Economic analysis

Are you smarter than a central banker?

An ECB-created iPhone app lets users try their hand at managing the money supply

At first glance Economia, a video game created by the European Central Bank, looks like an ingenious device to help laymen grasp the basics of monetary policy. The iPhone app (which you can also play on your computer) is sleek, and the game–which NPR dubbed “angry bonds”–is actually fun.

The goal is to keep inflation just below two per cent, and the only way to do so is raising or lowering the exchange rate. As a learning tool, it’s very effective: After a couple of tries, you’ll never forget that hiking up rates brings down inflation, and cutting them does the opposite–a concept that goes a long way to helping people understand headlines featuring the likes of ECB Chief Mario Draghi, Bank of Canada Governor Mark Carney or Fed Chairman Ben Bernanke. After a while it gets so easy it’s boring, but then the game starts throwing all kinds of unpredictables at you–like a housing crisis, a stock market meltdown, rising oil prices… It doesn’t get quite as real as the current sovereign debt crisis–and you don’t get to behave as a lender of last resort–but you’ll have your hands full. If there’s even a little bit of nerd in you, you’ll like it.
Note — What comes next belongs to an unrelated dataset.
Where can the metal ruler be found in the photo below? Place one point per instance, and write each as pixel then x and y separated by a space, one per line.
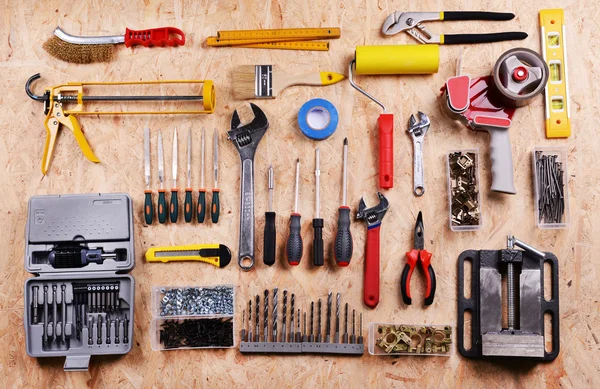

Still, I can’t help to think that Economia is ultimately a subtle joke the ECB is playing on the rest of us. The game seems designed to reproduce what must be a central banker’s daily frustrations: from money supply forecasts that are reliably unreliable, through clueless advisors volunteering all kinds of contradictory and nonsensical recommendations, to the slimy bureaucrat trying to cozy up to the boss by playing yeoman. I’m starting to sympathize with Draghi.